In this talk I will present our work based on binary signature representations of sequence data, coupled with two distinct clustering approaches, which we call SigClust and ParkTree. Each of these methods require that sequences be embedded in a binary vector space of some fixed dimension, usually some small multiple of the machine word size (256 is a typical choice). Signature mappings are locality preserving, supporting approximate matches. Pairwise comparison then reduces to a small number of standard machine instructions, proving orders of magnitude faster matching than standard methods. I will describe different methods of signature construction, their applications and limitations, but the essential issue is that each sequence, regardless of length, is mapped to a binary vector of a common size.

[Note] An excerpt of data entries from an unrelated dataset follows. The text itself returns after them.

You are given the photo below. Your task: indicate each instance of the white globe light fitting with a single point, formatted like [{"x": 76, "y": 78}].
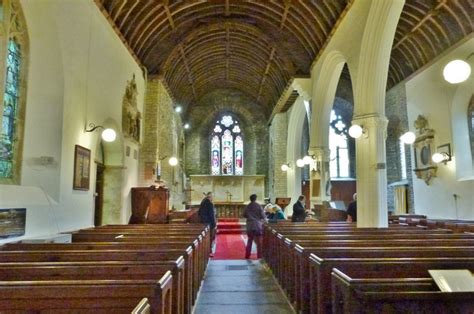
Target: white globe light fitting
[
  {"x": 109, "y": 135},
  {"x": 307, "y": 159},
  {"x": 173, "y": 161},
  {"x": 300, "y": 163},
  {"x": 355, "y": 131},
  {"x": 408, "y": 137},
  {"x": 438, "y": 158},
  {"x": 456, "y": 71}
]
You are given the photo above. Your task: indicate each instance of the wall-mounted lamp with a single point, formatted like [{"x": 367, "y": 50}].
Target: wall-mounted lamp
[
  {"x": 457, "y": 71},
  {"x": 442, "y": 155},
  {"x": 356, "y": 131},
  {"x": 300, "y": 163},
  {"x": 308, "y": 159},
  {"x": 108, "y": 134},
  {"x": 408, "y": 137},
  {"x": 285, "y": 167}
]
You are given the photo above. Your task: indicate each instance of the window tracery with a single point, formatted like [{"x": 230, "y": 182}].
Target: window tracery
[{"x": 227, "y": 147}]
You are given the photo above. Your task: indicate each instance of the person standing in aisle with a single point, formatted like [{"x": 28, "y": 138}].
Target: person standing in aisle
[{"x": 255, "y": 220}]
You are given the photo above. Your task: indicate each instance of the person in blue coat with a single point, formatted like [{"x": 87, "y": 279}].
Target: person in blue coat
[{"x": 299, "y": 213}]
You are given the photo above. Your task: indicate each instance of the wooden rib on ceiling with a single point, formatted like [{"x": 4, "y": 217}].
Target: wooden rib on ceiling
[
  {"x": 426, "y": 29},
  {"x": 253, "y": 46},
  {"x": 240, "y": 55}
]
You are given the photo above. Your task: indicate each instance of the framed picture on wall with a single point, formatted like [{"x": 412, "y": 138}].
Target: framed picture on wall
[{"x": 82, "y": 161}]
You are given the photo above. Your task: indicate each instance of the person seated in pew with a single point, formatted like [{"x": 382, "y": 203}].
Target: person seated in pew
[
  {"x": 299, "y": 212},
  {"x": 275, "y": 213},
  {"x": 352, "y": 210}
]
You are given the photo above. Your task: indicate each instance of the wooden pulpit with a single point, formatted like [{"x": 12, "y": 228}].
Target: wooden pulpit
[{"x": 149, "y": 205}]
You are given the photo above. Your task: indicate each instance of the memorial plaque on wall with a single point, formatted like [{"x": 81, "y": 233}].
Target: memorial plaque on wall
[{"x": 12, "y": 222}]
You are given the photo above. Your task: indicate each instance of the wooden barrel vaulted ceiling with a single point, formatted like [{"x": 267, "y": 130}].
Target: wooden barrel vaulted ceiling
[{"x": 256, "y": 47}]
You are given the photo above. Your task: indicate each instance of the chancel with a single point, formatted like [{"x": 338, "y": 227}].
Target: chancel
[{"x": 147, "y": 148}]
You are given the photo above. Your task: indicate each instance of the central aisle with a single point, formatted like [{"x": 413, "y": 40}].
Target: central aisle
[{"x": 240, "y": 286}]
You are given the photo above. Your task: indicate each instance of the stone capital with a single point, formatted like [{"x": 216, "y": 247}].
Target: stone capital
[{"x": 320, "y": 153}]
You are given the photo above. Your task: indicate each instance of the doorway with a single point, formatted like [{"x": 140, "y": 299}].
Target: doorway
[{"x": 99, "y": 195}]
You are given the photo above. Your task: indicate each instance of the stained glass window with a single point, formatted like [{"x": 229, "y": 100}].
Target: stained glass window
[
  {"x": 10, "y": 109},
  {"x": 339, "y": 158},
  {"x": 227, "y": 147}
]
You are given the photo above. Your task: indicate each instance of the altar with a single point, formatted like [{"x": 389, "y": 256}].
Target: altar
[{"x": 227, "y": 189}]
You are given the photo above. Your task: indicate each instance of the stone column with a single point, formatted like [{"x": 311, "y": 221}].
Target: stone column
[
  {"x": 319, "y": 173},
  {"x": 371, "y": 171}
]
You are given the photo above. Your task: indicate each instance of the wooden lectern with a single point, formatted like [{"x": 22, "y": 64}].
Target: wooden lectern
[{"x": 149, "y": 205}]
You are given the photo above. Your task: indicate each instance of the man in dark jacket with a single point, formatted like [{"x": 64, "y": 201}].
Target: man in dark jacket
[
  {"x": 299, "y": 213},
  {"x": 207, "y": 215}
]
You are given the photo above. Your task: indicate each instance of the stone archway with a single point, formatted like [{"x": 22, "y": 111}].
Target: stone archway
[
  {"x": 293, "y": 149},
  {"x": 113, "y": 168}
]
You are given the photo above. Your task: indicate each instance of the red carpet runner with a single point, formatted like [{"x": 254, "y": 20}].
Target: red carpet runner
[{"x": 231, "y": 240}]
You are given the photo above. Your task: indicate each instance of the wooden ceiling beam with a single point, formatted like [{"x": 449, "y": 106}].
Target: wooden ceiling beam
[
  {"x": 285, "y": 13},
  {"x": 267, "y": 68},
  {"x": 227, "y": 44},
  {"x": 130, "y": 10},
  {"x": 119, "y": 10},
  {"x": 168, "y": 14},
  {"x": 418, "y": 25},
  {"x": 227, "y": 8},
  {"x": 186, "y": 66}
]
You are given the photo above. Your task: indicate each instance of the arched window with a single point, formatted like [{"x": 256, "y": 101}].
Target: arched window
[
  {"x": 470, "y": 122},
  {"x": 14, "y": 90},
  {"x": 339, "y": 158},
  {"x": 227, "y": 147},
  {"x": 10, "y": 109}
]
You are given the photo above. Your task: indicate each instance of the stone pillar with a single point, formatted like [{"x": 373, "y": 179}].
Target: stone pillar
[
  {"x": 371, "y": 171},
  {"x": 149, "y": 149},
  {"x": 319, "y": 173},
  {"x": 278, "y": 134}
]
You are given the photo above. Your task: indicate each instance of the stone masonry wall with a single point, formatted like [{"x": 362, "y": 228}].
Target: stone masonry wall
[
  {"x": 396, "y": 112},
  {"x": 164, "y": 136},
  {"x": 277, "y": 156}
]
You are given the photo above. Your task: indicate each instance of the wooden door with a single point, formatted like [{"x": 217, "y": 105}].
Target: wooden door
[{"x": 99, "y": 195}]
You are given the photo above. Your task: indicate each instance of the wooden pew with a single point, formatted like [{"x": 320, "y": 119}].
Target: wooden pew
[
  {"x": 320, "y": 272},
  {"x": 357, "y": 293},
  {"x": 105, "y": 252},
  {"x": 101, "y": 271},
  {"x": 143, "y": 307},
  {"x": 85, "y": 296}
]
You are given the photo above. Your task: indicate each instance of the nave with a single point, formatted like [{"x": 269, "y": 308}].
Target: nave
[{"x": 308, "y": 268}]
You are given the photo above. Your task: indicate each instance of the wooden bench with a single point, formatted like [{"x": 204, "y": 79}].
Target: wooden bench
[
  {"x": 143, "y": 307},
  {"x": 320, "y": 272},
  {"x": 104, "y": 252},
  {"x": 395, "y": 295},
  {"x": 101, "y": 271},
  {"x": 85, "y": 296}
]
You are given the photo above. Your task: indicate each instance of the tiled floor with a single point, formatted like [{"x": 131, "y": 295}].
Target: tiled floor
[{"x": 240, "y": 286}]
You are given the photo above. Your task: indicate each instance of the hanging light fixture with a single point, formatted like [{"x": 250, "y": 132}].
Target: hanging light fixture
[
  {"x": 456, "y": 71},
  {"x": 300, "y": 163},
  {"x": 108, "y": 134},
  {"x": 285, "y": 167},
  {"x": 356, "y": 131},
  {"x": 408, "y": 137},
  {"x": 173, "y": 161}
]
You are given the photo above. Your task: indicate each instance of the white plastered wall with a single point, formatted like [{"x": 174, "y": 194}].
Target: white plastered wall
[
  {"x": 363, "y": 40},
  {"x": 445, "y": 107},
  {"x": 78, "y": 72}
]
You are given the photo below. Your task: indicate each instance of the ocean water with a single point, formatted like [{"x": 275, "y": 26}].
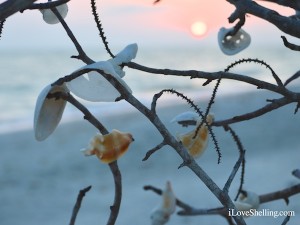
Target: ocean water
[{"x": 24, "y": 73}]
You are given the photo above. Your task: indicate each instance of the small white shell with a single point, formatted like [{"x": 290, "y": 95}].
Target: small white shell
[
  {"x": 48, "y": 112},
  {"x": 50, "y": 18},
  {"x": 185, "y": 117},
  {"x": 96, "y": 88},
  {"x": 245, "y": 203},
  {"x": 162, "y": 213},
  {"x": 125, "y": 56},
  {"x": 296, "y": 173},
  {"x": 231, "y": 45}
]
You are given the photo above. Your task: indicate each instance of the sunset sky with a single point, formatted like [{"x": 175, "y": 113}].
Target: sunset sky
[{"x": 126, "y": 21}]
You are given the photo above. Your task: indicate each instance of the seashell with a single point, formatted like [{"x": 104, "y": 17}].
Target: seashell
[
  {"x": 48, "y": 112},
  {"x": 231, "y": 45},
  {"x": 50, "y": 18},
  {"x": 109, "y": 147},
  {"x": 296, "y": 173},
  {"x": 125, "y": 56},
  {"x": 246, "y": 201},
  {"x": 162, "y": 213},
  {"x": 186, "y": 118},
  {"x": 196, "y": 146},
  {"x": 95, "y": 87}
]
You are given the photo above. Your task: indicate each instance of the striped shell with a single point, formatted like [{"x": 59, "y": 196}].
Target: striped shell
[
  {"x": 109, "y": 147},
  {"x": 196, "y": 145}
]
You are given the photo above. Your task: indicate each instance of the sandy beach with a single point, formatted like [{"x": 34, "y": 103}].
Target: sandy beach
[{"x": 39, "y": 181}]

Once these representations are obtained, the collection is clustered using SigClust (effectively a k-means based approach) or ParkTree (a balanced, hierarchical k-Tree). We demonstrate the success of our approach on the largest datasets available from the SILVA project, showing that our methods provide clustering quality comparable to those of a number of standard methods while offering performance an order of magnitude faster than these alternatives. Through the use of synthetic data, we show that this new approach is able to handle even extreme scale data sets in convenient timeframes, allowing rapid analyses to be performed over collections of tens of millions of reads in a single run.
[Joint work with Shlomo Geva, Timothy Chappell and Dimitri Perrin. SigClust and ParkTree are available from https://github.com/tchappell/SigClust and https://github.com/tchappell/parktree respectively.]
 
Host: Prof. Dr. Jens Stoye